The perimeter of a rectangle is 12. The length is 2 more than the width. Find both dimensions

Answer 1

The dimensions of rectangle as , Length is 4 unit and width is 2 unit

Explanation:

Given as :

The Perimeter of Rectangle = 12 unit

The length is 2 more than the width

Let The Length of Rectangle = L unit

And The width of Rectangle = w unit

According to question

Length = 2 + width

I.e L = 2 + w ...............1

Now, From The Perimeter of Rectangle

Perimeter = 2 × Length + 2 × width

Or, Perimeter = 2 × L + 2 × w

Or, 12 unit = 2 × (2 + w) + 2 × w

Or, 12 = 4 + 2 w + 2 w

or, 12 - 4 = 4 w

Or, 8 = 4 w

∴ w =
`(8)/(4)`

I.e w = 2 unit

So, The width of Rectangle = w = 2 unit

Put The value of w in Eq 1

So, L = 2 + w

I.e L = 2 + 2

∴ L = 4 unit

So, The length of Rectangle = L = 4 unit

Hence The dimensions of rectangle as , Length is 4 unit and width is 2 unit Answer

Answer 2

The dimensions of rectangle are width is 2 and the length is 4.

Explanation:

Given:

The perimeter of a rectangle is 12. The length is 2 more than the width.

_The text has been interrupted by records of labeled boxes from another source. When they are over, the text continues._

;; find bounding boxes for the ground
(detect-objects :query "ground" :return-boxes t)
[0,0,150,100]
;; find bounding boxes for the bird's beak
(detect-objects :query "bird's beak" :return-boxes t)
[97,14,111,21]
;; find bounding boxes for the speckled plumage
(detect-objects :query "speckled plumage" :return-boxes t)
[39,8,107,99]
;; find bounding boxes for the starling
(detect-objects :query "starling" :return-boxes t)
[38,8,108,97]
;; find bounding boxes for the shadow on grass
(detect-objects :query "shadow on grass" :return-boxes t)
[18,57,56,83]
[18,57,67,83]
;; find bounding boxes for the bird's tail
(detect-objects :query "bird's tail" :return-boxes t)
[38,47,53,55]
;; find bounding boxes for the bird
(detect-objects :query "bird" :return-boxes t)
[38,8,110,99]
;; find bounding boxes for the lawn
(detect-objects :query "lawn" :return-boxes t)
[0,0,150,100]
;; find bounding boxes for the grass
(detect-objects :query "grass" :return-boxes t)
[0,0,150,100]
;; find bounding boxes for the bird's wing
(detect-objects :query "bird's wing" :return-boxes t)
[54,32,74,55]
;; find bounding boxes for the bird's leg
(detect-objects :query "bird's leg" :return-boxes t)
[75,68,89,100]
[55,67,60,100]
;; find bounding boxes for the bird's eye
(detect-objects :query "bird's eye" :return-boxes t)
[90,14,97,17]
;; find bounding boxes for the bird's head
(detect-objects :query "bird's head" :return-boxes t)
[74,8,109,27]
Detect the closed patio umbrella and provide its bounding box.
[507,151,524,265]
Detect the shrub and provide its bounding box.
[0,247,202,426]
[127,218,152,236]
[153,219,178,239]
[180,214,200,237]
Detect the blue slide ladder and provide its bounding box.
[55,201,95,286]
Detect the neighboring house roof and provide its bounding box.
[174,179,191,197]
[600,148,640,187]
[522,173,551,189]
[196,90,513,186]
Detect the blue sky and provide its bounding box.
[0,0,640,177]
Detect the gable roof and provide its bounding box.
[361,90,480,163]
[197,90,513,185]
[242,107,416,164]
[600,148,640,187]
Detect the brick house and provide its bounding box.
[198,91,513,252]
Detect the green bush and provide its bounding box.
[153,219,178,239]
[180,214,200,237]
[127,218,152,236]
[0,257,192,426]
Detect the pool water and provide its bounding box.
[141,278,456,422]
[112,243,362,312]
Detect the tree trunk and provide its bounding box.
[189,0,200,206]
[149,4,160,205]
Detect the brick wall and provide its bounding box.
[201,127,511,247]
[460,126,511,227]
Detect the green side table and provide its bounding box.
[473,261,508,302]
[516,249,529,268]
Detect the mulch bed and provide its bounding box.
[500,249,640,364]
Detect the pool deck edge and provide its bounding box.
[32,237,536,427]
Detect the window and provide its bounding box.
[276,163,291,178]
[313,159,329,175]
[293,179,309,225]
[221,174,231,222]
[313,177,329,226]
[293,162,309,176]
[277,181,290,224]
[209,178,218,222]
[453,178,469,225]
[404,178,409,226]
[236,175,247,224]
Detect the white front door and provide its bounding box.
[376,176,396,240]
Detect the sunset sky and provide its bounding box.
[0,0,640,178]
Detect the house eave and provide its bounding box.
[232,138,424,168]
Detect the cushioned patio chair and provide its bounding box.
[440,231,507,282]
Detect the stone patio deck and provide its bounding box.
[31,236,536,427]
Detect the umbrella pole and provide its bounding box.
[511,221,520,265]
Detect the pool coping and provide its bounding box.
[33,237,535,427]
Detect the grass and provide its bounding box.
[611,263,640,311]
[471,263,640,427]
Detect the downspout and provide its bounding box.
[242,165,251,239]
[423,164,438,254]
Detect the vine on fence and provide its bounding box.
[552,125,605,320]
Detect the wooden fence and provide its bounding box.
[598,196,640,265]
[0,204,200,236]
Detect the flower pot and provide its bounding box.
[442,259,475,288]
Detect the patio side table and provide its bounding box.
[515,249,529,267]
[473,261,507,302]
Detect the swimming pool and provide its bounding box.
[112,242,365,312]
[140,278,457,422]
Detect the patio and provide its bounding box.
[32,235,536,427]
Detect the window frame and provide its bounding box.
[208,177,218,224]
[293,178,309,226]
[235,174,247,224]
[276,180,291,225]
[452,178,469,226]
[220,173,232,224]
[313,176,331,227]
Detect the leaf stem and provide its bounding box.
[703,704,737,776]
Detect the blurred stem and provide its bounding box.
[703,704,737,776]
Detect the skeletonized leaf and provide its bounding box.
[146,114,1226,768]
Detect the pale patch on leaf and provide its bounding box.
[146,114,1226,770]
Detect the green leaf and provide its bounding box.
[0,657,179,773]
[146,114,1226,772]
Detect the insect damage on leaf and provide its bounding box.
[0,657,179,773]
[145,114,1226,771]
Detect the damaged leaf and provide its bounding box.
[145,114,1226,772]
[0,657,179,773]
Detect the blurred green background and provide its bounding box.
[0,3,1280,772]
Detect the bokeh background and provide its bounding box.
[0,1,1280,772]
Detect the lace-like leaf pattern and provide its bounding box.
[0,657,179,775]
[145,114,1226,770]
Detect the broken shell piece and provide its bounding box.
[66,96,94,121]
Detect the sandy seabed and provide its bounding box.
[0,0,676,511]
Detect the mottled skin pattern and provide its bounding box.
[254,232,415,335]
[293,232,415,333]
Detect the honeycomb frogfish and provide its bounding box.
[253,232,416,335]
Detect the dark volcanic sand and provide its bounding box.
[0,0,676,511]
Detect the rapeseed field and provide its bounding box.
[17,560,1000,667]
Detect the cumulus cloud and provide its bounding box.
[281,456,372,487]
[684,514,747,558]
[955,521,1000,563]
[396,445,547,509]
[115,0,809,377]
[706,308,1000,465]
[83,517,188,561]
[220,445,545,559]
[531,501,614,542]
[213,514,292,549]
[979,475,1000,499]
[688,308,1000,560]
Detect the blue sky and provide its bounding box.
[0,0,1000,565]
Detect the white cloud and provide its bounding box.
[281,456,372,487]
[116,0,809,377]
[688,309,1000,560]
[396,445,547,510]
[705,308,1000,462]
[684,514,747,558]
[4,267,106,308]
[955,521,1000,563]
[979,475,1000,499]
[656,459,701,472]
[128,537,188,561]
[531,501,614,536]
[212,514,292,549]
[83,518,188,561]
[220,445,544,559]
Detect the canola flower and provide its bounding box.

Now, to find both the dimensions.

Let the width be
`x`.

And the length be
`2+x`.

Now, putting the formula to get the dimensions:

Perimeter = 2(length + width)

`12=2((2+x)+x)`

⇒
`12=4+2x+2x`

⇒
`12=4+4x`

Subtracting both sides by 4 we get:

⇒
`8=4x`

Dividing both sides by 4 we get:

⇒
`2=x`

So, the width = 2.

And the length = 2+2=4.

Therefore, the dimensions of rectangle are width is 2 and the length is 4.